El oficial militar informó que “Su Superior” consideraba que ese letrero no podía permitirse y que debía ser borrado por nosotros. Me tocó entonces recordarle que el régimen de propiedad privada que legalmente rige este país me otorga derecho pleno a pintar la casa del color que prefiera.
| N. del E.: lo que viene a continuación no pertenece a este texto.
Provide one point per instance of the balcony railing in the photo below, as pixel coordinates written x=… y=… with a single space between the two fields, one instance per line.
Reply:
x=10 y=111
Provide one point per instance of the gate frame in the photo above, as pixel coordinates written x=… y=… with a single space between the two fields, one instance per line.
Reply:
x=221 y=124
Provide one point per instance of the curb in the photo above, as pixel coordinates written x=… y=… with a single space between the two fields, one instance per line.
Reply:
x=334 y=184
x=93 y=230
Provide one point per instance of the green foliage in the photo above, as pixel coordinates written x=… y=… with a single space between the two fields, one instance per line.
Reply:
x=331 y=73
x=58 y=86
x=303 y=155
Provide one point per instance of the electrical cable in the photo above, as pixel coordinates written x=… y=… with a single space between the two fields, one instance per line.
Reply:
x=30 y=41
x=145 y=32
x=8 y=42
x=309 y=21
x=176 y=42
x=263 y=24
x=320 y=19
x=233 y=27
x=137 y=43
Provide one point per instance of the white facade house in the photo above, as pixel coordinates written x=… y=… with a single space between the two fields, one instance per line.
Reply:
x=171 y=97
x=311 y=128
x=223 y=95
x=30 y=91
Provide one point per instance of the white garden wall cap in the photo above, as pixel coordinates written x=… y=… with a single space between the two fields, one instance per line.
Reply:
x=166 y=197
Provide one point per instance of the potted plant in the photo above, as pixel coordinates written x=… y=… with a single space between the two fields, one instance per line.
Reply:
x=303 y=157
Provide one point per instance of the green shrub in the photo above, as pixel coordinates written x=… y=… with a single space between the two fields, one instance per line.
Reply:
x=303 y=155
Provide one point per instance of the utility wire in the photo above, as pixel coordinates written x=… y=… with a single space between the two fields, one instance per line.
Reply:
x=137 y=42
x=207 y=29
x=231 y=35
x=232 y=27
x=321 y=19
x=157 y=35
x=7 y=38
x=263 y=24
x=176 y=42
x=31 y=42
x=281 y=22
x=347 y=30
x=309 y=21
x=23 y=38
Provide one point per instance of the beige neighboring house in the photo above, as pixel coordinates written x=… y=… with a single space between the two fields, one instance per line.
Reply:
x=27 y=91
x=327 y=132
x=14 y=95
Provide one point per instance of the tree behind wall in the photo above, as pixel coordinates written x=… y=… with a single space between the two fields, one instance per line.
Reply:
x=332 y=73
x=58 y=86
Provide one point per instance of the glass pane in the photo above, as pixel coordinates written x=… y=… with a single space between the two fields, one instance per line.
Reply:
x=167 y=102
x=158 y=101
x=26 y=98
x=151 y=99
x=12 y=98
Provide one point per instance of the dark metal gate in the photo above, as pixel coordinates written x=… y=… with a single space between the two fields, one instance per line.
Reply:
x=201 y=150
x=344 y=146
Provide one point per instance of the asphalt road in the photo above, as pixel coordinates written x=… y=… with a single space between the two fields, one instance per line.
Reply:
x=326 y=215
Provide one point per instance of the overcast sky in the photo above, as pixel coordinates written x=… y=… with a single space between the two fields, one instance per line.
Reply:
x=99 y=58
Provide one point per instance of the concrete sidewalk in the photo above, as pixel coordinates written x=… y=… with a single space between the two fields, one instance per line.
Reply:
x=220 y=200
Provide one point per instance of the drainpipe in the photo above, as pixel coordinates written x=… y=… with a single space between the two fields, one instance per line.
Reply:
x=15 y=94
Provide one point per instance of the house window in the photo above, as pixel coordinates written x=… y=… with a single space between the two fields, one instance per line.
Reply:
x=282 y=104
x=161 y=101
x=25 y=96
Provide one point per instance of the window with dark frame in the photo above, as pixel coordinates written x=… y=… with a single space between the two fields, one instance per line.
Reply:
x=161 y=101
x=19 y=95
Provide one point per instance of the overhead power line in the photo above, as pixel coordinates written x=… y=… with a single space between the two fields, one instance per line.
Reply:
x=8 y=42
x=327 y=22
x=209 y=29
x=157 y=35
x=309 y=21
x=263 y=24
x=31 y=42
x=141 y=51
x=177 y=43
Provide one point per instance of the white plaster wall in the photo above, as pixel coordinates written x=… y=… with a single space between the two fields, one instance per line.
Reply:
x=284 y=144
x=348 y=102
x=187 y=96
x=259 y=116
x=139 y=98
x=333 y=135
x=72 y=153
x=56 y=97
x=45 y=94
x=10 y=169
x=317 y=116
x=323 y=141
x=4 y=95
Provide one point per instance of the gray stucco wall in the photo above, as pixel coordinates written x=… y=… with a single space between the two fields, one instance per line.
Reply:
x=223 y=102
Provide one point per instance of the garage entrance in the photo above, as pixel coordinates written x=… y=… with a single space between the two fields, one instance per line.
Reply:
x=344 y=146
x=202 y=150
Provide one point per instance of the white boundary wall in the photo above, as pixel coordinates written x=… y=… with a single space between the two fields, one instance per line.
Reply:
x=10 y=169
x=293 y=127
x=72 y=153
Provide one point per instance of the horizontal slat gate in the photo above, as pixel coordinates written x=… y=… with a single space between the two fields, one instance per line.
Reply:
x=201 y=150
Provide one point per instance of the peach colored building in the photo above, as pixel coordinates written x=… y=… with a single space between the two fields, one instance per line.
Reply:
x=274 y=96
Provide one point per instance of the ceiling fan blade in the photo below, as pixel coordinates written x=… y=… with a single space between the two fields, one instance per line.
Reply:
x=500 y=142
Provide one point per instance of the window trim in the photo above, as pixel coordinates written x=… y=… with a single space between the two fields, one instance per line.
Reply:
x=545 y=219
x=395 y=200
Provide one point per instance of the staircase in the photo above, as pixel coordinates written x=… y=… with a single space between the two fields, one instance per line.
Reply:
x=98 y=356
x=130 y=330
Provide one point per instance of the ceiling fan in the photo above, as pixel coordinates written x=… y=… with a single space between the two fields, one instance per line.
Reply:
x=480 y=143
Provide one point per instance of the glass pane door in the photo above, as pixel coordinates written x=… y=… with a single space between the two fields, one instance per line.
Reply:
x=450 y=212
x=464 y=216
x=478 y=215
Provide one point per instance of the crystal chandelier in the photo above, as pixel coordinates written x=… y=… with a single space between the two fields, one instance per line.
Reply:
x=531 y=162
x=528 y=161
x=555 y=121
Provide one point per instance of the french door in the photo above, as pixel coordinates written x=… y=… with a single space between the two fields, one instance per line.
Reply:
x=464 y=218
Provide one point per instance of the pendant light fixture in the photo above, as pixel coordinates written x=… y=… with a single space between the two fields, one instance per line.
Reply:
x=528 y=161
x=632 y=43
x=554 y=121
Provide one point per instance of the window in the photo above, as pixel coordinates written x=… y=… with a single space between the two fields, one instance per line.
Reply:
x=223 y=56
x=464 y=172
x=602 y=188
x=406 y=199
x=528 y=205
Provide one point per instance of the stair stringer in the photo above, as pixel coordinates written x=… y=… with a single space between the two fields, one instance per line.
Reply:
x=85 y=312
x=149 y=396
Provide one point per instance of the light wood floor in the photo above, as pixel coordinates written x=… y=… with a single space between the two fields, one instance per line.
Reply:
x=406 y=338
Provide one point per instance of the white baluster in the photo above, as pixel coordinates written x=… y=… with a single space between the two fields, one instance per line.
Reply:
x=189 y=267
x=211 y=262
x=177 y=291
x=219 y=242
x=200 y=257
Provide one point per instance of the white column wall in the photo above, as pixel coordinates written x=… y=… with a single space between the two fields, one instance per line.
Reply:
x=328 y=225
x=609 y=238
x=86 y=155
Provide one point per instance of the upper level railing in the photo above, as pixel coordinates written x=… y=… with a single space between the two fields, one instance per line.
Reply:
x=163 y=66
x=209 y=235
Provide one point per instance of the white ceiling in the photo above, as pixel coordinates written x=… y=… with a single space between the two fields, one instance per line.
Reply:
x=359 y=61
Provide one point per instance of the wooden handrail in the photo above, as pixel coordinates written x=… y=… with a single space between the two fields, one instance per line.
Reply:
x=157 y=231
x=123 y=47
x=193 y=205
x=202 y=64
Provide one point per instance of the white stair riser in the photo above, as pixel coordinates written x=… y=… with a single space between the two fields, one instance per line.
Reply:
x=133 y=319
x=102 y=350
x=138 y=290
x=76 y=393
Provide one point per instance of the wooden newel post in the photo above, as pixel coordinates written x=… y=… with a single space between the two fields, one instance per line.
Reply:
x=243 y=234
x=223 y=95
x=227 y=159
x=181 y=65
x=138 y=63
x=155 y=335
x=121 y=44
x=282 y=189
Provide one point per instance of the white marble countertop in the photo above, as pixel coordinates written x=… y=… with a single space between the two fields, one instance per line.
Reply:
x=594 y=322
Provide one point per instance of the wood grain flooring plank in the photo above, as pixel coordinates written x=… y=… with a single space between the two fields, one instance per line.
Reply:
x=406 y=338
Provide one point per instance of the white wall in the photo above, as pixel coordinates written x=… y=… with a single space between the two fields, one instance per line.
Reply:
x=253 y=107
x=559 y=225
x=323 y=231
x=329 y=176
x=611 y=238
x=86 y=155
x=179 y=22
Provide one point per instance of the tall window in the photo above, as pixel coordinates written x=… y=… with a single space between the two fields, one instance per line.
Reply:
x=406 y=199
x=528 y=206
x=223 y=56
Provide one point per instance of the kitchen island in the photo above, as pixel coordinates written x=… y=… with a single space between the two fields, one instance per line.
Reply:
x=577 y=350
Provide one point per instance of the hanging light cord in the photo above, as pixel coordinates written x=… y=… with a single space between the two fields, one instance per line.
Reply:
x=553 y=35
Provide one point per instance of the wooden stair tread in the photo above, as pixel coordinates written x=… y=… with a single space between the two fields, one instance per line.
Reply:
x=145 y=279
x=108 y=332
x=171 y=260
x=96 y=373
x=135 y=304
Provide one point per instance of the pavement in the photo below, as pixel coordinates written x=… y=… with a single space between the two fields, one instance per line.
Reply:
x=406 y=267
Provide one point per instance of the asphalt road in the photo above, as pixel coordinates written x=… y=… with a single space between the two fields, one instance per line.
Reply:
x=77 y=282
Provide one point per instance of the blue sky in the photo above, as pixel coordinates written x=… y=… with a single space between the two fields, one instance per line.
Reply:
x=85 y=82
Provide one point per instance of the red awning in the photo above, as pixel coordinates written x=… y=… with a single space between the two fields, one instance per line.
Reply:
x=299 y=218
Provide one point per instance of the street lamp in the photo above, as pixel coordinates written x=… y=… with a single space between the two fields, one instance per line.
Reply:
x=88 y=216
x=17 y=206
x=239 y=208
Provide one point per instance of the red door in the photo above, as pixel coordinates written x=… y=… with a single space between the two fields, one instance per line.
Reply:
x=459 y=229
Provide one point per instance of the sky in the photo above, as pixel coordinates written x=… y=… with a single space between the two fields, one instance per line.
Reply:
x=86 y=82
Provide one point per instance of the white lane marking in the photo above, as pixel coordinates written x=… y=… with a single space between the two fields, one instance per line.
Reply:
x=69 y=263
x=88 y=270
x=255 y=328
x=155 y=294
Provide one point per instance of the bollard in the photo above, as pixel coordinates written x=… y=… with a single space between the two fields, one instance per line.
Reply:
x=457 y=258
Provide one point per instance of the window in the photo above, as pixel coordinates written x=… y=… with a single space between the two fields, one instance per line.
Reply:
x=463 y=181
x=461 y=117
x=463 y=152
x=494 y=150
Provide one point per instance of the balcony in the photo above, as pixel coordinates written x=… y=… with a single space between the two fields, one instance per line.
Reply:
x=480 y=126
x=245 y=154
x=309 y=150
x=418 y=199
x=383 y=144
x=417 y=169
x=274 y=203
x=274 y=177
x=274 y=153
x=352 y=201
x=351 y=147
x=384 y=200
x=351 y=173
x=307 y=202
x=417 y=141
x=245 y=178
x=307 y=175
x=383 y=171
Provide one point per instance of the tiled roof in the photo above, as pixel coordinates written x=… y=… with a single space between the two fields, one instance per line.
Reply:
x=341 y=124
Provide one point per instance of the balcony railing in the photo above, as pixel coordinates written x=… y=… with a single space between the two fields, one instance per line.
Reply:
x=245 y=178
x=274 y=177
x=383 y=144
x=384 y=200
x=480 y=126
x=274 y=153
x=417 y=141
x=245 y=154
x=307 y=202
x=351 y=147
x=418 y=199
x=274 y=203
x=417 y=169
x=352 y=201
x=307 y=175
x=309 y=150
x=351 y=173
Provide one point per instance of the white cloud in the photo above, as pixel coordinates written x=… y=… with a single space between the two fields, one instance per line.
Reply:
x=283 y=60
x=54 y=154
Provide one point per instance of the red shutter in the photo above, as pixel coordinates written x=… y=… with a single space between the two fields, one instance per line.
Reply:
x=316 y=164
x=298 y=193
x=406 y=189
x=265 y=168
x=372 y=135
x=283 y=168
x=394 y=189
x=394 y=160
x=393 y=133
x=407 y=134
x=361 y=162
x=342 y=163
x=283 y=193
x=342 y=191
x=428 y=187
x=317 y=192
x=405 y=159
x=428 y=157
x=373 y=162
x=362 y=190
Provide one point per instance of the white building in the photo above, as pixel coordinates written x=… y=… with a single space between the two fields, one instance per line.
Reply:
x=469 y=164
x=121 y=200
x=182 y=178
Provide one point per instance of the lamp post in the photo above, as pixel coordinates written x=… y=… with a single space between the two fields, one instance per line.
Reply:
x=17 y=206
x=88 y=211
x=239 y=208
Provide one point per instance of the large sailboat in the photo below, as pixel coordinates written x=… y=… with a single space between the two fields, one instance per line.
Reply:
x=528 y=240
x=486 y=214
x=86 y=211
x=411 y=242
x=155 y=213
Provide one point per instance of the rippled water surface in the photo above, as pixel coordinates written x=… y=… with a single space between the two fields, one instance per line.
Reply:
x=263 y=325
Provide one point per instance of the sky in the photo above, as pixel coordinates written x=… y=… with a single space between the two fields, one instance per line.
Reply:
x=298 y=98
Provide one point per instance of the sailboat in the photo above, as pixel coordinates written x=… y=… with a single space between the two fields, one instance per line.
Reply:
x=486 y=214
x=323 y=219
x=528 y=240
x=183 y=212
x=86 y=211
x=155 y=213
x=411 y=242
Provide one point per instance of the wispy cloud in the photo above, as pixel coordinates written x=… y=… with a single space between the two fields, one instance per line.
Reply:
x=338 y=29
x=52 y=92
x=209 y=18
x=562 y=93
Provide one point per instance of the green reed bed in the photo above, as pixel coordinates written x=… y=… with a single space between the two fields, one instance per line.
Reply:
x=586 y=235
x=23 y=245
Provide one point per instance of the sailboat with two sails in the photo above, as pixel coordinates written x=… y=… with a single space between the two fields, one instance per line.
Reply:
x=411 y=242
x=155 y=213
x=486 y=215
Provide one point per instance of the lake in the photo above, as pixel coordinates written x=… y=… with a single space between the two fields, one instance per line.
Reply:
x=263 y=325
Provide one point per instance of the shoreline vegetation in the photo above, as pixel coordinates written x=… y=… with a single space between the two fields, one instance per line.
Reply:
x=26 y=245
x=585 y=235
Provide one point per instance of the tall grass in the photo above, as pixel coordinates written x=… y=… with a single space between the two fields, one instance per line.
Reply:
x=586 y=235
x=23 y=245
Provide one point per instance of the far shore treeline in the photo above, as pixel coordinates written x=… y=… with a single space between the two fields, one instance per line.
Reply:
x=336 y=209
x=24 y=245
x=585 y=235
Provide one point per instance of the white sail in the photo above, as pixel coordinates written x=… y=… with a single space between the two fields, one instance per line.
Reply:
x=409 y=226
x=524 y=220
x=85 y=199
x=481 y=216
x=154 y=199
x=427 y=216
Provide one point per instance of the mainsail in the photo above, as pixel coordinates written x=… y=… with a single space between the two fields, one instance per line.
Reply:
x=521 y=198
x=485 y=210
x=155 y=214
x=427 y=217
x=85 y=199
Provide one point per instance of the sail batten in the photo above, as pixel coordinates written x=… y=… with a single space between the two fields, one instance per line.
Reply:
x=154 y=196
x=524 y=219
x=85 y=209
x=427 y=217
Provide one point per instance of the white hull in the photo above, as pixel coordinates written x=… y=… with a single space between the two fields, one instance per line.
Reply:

Si le preocupaba el número 4, debía saber que ese ha sido el número asignado a nuestra residencia desde antes de que fuera inaugurado el Palacio Nacional en 1947. En cuanto a las dos bolitas y el palito usados para representar porcentajes, los había colocado allí porque en este país siempre hacen falta dos bolitas y un palito para advertirles a los aspirantes a tiranos que nuestro pueblo no les tiene miedo. Terminé mi corta perorata enfatizando que si “Su Superior” quería impedir que ese letrero permaneciera allí mientras la ilegalidad impere en este país, él mismo tendría que aprovisionarse de violencia y abusos, para intentar hacerlo.
Es momento para preguntar: ¿Por qué temen tanto los inquilinos del Palacio Nacional que se les enrostre su ilegalidad? ¿Les preocupa que el virus del respeto a las leyes se difunda y algún día el rigor de la Justicia pudiera llegar hasta ellos? ¿Se atemorizan ante la evidencia de que el mito de la invencibilidad del reeleccionismo es pura propaganda de los que ahora se enriquecen saqueando el erario?
Hoy, el pueblo acumula fuerzas con el 4% y se atreve cada día más. Mientras, la ilegalidad tiembla.